Apt W, Pérez C, de Rycke P
Departamento de Parasitologia, Facultad de Medicina, Universidad de Chile, Santiago, Chile.
Rev Med Chil. 1996 Nov;124(11):1385-9.
Treatment of human hydatidosis is surgical. Lately, however, surgical indications have decreased, due to pharmacological therapy and ultrasound-guided percutaneous cyst puncture, aspiration of its contents, instillation of medications and respiration. As a general rule, surgical treatment is indicated in cysts larger than 10 cm phi and located in extra abdominal sites, such as thorax, brain or bone. The drug of choice is albendazole, in doses of 10 to 15 mg/kg/day for one month.

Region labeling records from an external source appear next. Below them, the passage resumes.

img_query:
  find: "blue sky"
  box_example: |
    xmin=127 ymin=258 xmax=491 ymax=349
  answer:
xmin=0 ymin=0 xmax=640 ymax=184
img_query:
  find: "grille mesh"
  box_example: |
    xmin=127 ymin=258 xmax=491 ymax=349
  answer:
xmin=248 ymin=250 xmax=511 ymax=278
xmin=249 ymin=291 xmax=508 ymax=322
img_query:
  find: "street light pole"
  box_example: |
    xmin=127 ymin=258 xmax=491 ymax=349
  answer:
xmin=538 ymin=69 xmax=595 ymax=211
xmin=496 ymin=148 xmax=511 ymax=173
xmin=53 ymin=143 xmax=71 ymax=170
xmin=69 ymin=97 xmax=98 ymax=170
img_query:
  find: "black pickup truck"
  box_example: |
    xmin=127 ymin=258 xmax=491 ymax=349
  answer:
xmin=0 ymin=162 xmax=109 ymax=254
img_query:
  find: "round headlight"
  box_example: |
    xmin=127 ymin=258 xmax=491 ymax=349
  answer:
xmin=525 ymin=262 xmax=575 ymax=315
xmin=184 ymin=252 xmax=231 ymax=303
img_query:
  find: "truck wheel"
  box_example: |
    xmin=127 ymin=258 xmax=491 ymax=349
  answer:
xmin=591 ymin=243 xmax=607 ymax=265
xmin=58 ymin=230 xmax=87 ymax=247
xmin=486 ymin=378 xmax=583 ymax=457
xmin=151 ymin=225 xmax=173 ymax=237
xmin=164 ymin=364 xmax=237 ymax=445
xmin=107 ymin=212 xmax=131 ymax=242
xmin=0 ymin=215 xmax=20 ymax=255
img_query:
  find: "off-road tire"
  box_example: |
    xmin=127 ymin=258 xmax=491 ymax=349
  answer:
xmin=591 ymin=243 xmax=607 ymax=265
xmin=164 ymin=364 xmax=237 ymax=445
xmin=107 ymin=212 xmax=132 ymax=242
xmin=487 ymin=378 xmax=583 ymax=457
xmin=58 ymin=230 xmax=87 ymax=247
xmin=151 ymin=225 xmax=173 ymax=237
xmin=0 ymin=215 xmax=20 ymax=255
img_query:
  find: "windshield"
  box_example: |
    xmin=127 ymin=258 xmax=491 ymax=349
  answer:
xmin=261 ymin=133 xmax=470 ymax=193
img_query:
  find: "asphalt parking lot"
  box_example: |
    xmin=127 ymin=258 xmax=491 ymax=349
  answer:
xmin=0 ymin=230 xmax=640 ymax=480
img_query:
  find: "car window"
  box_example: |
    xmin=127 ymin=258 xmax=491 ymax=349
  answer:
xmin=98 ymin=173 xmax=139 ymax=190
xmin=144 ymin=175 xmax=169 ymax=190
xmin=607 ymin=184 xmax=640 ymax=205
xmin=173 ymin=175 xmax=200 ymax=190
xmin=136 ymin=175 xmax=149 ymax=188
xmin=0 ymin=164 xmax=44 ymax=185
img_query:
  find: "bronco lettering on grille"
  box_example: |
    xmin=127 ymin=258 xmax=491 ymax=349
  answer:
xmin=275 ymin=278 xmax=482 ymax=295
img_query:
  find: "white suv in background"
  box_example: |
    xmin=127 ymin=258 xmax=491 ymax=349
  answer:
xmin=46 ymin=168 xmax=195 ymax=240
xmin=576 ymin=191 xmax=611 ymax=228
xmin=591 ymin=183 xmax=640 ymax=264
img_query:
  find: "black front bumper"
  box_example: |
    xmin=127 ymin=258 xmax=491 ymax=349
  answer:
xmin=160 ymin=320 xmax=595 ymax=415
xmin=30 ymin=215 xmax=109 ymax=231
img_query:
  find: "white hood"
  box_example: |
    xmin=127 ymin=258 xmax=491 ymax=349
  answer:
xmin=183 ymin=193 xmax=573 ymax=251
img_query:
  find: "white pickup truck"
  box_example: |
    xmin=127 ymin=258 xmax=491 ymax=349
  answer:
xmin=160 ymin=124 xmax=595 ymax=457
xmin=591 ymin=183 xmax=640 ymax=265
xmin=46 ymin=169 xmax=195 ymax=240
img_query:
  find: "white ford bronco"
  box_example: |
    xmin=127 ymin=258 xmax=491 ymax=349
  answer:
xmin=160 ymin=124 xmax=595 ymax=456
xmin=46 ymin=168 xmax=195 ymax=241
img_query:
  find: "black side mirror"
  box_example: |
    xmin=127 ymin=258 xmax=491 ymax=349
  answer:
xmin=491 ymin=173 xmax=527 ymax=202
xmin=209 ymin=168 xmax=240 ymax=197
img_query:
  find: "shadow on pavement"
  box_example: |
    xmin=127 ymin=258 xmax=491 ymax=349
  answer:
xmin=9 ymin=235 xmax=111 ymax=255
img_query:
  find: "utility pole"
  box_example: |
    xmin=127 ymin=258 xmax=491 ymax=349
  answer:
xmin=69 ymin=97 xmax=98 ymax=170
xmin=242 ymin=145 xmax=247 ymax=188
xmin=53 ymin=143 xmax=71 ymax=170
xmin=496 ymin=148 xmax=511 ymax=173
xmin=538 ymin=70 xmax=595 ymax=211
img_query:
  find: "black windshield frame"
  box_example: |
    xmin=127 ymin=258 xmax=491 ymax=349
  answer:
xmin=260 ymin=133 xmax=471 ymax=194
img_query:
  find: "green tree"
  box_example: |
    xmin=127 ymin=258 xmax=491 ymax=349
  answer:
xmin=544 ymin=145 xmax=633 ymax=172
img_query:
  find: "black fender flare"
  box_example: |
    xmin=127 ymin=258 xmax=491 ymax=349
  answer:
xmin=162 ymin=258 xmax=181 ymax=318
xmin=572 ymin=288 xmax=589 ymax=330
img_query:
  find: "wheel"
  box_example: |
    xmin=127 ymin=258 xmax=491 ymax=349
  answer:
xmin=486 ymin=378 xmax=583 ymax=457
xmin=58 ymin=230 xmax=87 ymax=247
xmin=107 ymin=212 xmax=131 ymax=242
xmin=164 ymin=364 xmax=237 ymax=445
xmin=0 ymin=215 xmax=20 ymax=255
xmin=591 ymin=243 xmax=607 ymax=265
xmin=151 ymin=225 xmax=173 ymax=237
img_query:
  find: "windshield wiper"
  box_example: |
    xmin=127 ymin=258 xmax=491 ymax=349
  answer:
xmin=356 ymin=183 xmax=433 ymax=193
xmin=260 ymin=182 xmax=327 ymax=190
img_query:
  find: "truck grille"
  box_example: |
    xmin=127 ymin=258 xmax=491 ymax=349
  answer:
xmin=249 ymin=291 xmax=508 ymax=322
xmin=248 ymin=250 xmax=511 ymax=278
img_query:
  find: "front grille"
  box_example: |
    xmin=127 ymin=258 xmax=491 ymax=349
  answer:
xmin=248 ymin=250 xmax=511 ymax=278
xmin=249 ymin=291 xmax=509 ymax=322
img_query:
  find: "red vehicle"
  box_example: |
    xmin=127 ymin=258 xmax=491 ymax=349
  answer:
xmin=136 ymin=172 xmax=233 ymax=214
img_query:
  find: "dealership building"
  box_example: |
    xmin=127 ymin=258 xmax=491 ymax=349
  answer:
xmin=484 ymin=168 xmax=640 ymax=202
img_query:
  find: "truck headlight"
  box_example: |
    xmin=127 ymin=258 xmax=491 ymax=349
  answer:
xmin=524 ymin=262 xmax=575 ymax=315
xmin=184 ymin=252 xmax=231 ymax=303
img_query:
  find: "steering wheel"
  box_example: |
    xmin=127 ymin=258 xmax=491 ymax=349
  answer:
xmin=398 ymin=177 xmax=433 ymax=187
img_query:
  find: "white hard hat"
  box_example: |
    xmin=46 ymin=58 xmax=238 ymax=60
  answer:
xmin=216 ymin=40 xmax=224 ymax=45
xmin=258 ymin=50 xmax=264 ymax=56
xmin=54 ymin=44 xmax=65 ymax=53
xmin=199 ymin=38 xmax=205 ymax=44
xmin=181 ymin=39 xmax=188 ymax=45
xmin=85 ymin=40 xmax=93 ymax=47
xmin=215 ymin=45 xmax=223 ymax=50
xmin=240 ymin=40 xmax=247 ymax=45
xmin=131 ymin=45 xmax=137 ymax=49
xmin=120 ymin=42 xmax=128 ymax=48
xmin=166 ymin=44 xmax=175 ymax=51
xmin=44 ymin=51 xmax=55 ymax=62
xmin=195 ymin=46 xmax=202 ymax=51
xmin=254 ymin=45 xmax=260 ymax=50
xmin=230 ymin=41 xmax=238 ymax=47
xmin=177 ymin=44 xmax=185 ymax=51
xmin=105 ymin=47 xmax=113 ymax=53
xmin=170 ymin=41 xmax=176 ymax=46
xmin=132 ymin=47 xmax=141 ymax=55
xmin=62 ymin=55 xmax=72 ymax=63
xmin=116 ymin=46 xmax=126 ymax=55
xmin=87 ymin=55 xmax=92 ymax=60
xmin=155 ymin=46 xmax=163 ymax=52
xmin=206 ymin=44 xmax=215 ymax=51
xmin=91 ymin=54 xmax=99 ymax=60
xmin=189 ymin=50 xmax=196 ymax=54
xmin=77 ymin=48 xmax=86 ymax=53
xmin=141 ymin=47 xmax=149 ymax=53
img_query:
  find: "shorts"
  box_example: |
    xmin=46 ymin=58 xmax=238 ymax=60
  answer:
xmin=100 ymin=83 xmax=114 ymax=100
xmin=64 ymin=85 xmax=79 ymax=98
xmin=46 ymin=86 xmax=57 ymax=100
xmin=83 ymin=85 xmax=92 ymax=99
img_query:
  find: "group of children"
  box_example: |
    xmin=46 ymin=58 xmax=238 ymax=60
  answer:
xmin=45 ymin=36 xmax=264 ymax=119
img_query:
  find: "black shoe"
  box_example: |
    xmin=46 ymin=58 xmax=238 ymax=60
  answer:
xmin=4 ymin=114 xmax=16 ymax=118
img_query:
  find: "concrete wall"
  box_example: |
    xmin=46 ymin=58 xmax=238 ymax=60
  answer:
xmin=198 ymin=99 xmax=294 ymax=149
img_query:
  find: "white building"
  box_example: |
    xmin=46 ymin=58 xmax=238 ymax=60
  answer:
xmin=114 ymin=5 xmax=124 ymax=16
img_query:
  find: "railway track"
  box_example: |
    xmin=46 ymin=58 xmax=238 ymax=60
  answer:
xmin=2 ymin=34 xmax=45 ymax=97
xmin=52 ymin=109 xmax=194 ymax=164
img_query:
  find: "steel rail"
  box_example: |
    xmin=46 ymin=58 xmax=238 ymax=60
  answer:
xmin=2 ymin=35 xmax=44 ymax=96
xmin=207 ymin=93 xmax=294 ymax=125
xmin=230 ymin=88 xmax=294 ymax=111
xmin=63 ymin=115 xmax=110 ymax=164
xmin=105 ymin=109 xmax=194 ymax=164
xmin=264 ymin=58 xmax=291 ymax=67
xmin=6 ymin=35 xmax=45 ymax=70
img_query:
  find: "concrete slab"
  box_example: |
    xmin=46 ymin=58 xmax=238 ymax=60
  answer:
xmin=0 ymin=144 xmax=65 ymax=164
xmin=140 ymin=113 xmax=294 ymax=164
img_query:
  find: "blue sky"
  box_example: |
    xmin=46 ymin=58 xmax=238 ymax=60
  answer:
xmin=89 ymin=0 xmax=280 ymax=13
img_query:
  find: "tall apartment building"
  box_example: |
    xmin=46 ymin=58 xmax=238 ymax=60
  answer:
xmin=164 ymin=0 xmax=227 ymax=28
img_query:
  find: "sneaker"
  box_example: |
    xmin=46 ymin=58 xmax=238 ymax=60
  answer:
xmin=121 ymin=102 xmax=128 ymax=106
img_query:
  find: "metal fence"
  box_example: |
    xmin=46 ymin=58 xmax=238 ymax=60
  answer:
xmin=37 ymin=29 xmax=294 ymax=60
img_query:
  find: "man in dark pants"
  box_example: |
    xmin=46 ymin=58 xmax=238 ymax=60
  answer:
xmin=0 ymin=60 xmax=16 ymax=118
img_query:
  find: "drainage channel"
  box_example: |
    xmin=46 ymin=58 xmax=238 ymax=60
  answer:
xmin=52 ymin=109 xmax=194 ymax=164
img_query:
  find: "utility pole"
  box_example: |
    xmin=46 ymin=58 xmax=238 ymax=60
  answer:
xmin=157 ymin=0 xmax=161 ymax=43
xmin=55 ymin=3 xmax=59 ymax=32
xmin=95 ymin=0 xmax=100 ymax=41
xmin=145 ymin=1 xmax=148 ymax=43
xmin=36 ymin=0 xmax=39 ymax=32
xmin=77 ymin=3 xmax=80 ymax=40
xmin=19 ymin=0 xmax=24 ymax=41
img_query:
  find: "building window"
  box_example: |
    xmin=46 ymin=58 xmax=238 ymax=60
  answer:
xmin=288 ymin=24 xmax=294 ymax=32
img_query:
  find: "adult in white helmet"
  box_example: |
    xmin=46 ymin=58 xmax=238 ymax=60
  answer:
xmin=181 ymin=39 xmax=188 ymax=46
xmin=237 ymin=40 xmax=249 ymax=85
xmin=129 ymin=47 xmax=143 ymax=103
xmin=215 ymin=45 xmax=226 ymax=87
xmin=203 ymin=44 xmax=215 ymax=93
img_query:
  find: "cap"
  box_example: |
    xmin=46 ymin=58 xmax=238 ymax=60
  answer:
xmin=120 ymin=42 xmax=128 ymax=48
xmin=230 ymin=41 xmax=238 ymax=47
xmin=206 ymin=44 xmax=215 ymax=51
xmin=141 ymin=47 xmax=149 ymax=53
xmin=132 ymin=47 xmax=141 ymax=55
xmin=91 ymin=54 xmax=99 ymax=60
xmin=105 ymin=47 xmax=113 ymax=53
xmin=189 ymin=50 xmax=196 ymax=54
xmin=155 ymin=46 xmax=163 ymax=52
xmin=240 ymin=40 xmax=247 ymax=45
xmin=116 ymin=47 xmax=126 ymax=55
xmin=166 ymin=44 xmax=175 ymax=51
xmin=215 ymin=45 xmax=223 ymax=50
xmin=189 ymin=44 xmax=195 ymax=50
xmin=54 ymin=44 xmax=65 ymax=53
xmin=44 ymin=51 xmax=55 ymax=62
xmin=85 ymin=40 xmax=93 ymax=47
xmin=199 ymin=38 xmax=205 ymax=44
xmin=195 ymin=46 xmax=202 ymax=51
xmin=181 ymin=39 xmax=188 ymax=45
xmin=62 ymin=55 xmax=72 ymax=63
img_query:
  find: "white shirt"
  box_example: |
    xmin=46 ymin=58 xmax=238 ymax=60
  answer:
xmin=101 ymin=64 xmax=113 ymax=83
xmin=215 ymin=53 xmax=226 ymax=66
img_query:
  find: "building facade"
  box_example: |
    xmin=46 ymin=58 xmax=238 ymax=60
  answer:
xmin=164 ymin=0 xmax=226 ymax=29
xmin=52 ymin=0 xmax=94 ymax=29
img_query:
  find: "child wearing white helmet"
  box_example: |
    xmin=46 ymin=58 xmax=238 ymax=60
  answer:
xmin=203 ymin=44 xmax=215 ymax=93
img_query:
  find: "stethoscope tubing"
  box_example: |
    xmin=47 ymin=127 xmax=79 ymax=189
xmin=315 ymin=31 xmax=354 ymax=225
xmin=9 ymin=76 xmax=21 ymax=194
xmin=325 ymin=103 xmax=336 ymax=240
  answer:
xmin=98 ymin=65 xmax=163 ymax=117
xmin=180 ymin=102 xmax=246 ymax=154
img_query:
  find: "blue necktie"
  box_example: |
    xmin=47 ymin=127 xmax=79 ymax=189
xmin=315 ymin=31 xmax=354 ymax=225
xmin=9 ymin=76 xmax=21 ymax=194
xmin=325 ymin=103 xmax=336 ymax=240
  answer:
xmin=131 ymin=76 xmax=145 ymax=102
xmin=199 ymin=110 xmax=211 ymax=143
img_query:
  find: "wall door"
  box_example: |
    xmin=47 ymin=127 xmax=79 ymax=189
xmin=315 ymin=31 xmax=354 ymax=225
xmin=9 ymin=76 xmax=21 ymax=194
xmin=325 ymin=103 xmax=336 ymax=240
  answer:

Three cures with intervals of 15 to 30 days in between, are generally used. Thirty percent of cysts disappear, 30 to 50% experience degenerative changes and 30 to 40% do not change. Aspirative needle puncture is used, after four days of albendazole treatment, in those cysts that can be reached percutaneously.
人类包虫病的治疗方法是手术治疗。然而,近来由于药物治疗以及超声引导下经皮囊肿穿刺、抽取囊内容物、注入药物和呼吸等操作,手术指征有所减少。一般来说,对于直径大于10厘米且位于腹部外部位(如胸部、脑部或骨骼)的囊肿,需进行手术治疗。首选药物是阿苯达唑,剂量为每日10至15毫克/千克,疗程为一个月。通常采用三个疗程,中间间隔15至30天。30%的囊肿会消失,30%至50%会出现退行性变化,30%至40%则无变化。在阿苯达唑治疗四天后,对那些可经皮穿刺到达的囊肿进行抽吸针穿刺。